Korean Patent Laid-Open Publication No. 2013-0137370, however, merely presents an alarm when the temperature exceeds the reference value, and it is difficult to know the cause of the temperature increase, which makes it difficult to maintain / repair the power supply system.

Korean Patent Laid-Open Publication No. 2013-0137370 has a problem in that no consideration is given to the influence of external noise in the partial discharge diagnosis. Therefore, even if the arc, the partial discharge, and the temperature are simultaneously diagnosed, the reliability may be low.

Korea Publication No. 2013-0137370 (published on Dec. 17, 2013)

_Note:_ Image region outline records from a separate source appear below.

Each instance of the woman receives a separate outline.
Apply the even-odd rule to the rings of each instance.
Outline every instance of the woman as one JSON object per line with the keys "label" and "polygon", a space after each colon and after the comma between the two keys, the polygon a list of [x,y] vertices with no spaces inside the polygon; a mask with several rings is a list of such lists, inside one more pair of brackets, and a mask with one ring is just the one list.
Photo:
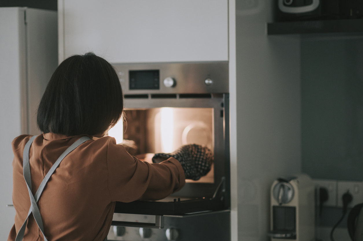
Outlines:
{"label": "woman", "polygon": [[[116,201],[162,199],[185,178],[208,173],[213,158],[206,148],[184,146],[151,164],[104,136],[123,110],[117,74],[106,60],[87,53],[61,63],[38,108],[43,134],[12,143],[16,215],[8,240],[103,241]],[[206,158],[196,161],[194,147]]]}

Accordingly, the present invention intends to provide a booth bar temperature monitoring system based on a non-power source temperature sensor and a power distribution board having a function of analyzing causes of temperature increase.

In addition, the present invention intends to provide a power and control panel capable of precisely monitoring fire by precisely monitoring partial discharge in a state in which the influence of external noise is dispensed with.

Other objects of the present invention will become readily apparent from the following description of the embodiments.

In order to accomplish the above object, according to a preferred embodiment of the present invention, there is provided a busbar temperature and fire prevention monitoring function, comprising: a PD diagnostic module for monitoring a partial discharge occurring in a switchboard; And determining whether or not a temperature on at least one of the R, S, and T phase busbars is equal to or greater than a preset upper temperature limit; and if a booth bar above the temperature upper limit exists, If it is judged that the temperature exceeds the reference current value, it is determined that the temperature rise of the booth bar exceeding the temperature upper limit value is caused by the overcurrent, and if it is determined that the temperature rise is equal to or lower than the reference current value, And a temperature diagnosis module that determines that the temperature rise is due to a physical defect.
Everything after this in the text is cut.